Important molecular descriptors used for establishing quantitative structure-activity relationships are investigated to classify similar versus dissimilar peptides. When searching new lead structures, synthesizing and testing compounds which are too similar wastes time and resources. In contrast, any lead optimization program requires the investigation of similar compounds to that lead. Thus, it is important to maximize or minimize the structural diversity of peptides to design useful compound libraries for lead finding or lead refinement projects.
If a molecular descriptor is a useful measure of similarity for the design of peptide libraries, small differences in this descriptor for a pair of molecules should only translate into small biological differences. Using this paradigm as a basis for descriptor validation, it was possible to rank different molecular descriptors. Those physicochemical descriptors are 2D fingerprints and five experimentally or theoretically derived principal property scales. Some theoretically derived metrics are obtained by computing interaction energies or similarity indices on predefined 3D grid points using canonical conformations for individual amino acids. The resulting 3D data matrices are analyzed using a principal component analysis leading to three principal properties for CoMFA (Comparative Molecular Field Analysis) or CoMSIA (Comparative Molecular Similarity Index Analysis) derived molecular fields.

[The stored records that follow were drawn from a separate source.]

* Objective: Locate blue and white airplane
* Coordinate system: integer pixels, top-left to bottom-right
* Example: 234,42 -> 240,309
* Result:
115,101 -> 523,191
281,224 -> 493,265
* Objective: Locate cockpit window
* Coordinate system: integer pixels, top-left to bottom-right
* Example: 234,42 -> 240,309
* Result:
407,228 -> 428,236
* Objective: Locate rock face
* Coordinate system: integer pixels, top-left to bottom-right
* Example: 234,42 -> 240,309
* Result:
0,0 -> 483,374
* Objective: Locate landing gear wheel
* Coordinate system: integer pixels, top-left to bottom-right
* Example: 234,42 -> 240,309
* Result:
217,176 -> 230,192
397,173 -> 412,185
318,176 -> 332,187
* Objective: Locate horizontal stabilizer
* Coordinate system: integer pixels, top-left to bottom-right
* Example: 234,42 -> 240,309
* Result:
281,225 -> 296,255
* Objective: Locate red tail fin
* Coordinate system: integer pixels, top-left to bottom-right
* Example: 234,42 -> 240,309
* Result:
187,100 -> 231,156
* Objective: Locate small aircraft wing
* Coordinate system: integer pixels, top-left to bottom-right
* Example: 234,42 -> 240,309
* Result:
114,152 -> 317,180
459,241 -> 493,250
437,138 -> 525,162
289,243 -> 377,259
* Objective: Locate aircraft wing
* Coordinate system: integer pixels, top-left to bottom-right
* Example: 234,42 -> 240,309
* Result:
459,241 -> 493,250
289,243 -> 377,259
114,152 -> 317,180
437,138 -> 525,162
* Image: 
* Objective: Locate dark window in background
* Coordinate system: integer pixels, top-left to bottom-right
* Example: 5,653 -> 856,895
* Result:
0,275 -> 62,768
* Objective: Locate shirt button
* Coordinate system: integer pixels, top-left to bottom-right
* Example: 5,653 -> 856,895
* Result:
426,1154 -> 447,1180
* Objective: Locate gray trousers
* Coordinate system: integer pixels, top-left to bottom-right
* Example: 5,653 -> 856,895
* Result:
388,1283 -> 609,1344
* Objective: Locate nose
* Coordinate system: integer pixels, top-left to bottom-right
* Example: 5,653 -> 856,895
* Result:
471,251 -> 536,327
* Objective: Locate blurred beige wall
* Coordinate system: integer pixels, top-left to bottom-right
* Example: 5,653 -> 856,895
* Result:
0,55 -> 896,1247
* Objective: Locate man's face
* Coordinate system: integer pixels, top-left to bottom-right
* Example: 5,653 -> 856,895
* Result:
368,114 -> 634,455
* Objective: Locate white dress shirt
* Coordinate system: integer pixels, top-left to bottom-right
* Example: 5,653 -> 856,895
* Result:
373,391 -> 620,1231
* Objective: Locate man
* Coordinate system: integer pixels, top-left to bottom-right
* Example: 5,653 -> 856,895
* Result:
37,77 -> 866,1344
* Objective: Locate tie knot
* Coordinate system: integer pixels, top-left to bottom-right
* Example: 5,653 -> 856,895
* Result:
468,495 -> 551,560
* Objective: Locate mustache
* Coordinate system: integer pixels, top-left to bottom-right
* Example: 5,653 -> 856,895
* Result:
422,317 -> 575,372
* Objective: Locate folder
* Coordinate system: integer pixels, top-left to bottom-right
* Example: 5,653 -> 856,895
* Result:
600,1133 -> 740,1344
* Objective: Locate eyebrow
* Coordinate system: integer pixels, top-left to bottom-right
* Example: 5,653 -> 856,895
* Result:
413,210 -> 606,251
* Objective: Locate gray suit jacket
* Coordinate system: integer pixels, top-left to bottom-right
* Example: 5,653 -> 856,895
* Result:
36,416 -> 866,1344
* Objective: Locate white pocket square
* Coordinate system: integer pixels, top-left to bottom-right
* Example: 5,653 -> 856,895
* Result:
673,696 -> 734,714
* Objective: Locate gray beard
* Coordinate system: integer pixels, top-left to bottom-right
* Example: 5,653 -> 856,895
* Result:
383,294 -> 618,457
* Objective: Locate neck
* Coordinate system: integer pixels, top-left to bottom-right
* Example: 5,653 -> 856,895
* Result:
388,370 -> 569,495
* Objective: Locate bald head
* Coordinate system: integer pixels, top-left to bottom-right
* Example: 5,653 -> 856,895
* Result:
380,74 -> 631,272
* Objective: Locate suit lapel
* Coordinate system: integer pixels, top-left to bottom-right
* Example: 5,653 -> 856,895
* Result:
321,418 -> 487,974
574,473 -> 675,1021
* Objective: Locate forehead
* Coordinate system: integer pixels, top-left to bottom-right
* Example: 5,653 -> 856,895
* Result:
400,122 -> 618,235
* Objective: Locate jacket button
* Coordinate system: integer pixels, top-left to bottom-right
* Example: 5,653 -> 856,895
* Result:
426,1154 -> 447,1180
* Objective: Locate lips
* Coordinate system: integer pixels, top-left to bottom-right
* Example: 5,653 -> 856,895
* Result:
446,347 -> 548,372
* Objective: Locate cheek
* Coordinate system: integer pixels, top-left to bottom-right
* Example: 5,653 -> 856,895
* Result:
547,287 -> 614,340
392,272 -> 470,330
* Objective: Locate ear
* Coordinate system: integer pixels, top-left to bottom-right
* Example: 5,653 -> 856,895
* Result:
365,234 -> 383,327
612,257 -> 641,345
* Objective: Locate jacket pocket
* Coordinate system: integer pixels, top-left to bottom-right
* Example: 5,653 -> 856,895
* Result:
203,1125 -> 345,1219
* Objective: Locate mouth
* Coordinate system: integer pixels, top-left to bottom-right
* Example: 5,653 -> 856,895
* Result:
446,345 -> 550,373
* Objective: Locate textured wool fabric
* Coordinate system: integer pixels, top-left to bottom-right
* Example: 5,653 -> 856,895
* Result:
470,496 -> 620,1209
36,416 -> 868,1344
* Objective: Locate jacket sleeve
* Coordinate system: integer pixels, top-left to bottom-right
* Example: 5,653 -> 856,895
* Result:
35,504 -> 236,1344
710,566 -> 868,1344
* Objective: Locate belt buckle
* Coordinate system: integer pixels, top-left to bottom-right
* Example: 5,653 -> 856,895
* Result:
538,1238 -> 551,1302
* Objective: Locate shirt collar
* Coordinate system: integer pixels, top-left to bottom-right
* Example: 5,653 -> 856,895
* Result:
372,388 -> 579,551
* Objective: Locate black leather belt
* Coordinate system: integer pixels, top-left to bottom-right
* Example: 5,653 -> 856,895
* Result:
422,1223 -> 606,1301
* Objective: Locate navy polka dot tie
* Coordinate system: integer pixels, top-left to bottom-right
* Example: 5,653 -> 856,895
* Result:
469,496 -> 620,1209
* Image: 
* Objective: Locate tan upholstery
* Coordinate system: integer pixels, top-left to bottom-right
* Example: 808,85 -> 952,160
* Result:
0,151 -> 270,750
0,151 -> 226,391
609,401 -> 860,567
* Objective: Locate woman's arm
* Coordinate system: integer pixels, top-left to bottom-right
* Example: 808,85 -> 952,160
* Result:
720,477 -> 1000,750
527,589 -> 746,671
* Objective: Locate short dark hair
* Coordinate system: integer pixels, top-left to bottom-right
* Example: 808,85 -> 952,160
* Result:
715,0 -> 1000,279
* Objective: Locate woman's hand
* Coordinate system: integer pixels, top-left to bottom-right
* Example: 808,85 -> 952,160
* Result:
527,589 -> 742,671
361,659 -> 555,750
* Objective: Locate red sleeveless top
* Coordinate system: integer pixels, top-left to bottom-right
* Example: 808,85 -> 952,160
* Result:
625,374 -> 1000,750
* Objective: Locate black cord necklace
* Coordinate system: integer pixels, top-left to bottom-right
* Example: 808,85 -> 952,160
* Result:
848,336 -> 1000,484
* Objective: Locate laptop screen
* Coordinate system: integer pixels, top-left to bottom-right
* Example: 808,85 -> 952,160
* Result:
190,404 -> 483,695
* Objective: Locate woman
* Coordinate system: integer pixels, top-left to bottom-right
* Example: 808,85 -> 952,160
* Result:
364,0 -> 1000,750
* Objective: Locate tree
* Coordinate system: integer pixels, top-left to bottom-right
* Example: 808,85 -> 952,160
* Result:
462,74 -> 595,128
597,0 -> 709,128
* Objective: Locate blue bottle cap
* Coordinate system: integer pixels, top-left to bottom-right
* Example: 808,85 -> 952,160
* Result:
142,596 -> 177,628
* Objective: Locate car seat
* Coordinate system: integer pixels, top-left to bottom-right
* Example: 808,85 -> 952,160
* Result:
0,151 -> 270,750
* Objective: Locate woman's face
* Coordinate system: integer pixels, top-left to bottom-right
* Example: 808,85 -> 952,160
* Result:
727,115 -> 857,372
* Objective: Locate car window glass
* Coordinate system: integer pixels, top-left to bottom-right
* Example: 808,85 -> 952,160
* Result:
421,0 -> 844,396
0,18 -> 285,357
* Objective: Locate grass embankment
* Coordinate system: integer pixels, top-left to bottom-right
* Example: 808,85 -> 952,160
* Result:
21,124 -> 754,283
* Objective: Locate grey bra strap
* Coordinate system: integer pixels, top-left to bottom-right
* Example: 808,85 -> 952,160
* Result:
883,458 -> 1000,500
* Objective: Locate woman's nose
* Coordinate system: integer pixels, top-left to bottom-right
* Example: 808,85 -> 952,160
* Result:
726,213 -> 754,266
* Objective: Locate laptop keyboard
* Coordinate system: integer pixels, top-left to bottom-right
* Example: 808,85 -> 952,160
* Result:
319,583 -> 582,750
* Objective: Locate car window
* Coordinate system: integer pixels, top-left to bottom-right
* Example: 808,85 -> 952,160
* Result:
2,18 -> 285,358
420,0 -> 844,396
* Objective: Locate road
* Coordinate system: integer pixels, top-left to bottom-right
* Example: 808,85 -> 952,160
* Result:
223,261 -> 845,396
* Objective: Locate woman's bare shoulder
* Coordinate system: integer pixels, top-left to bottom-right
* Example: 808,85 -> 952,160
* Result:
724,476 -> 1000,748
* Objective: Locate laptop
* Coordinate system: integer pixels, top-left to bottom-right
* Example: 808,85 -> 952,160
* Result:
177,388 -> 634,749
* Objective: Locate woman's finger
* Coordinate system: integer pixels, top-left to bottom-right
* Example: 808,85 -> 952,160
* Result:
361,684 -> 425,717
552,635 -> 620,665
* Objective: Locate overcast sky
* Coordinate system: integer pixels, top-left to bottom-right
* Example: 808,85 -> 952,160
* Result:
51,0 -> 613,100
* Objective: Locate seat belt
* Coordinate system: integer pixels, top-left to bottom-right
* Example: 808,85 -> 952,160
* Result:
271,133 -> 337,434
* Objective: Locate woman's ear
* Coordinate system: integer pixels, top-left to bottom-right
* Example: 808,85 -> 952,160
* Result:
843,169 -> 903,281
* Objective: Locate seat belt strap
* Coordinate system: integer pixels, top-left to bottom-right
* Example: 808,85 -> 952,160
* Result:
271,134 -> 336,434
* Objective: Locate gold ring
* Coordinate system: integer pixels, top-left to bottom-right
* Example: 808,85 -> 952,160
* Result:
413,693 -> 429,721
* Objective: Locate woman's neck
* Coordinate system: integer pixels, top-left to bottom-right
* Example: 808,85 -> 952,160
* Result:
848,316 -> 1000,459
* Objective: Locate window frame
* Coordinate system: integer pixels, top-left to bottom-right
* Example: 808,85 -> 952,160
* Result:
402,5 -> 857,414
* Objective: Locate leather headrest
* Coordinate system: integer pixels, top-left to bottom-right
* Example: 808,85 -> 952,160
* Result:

The descriptor validation results reveal the applicability of design tools on peptide data sets. Experimentally derived descriptors, in general, are more acceptable than computationally derived metrics, while the latter provide a statistically valid alternative to characterize novel building blocks. The CoMSIA metrics perform slightly better than the CoMFA-based principal properties, while GRID-based descriptors are always less acceptable.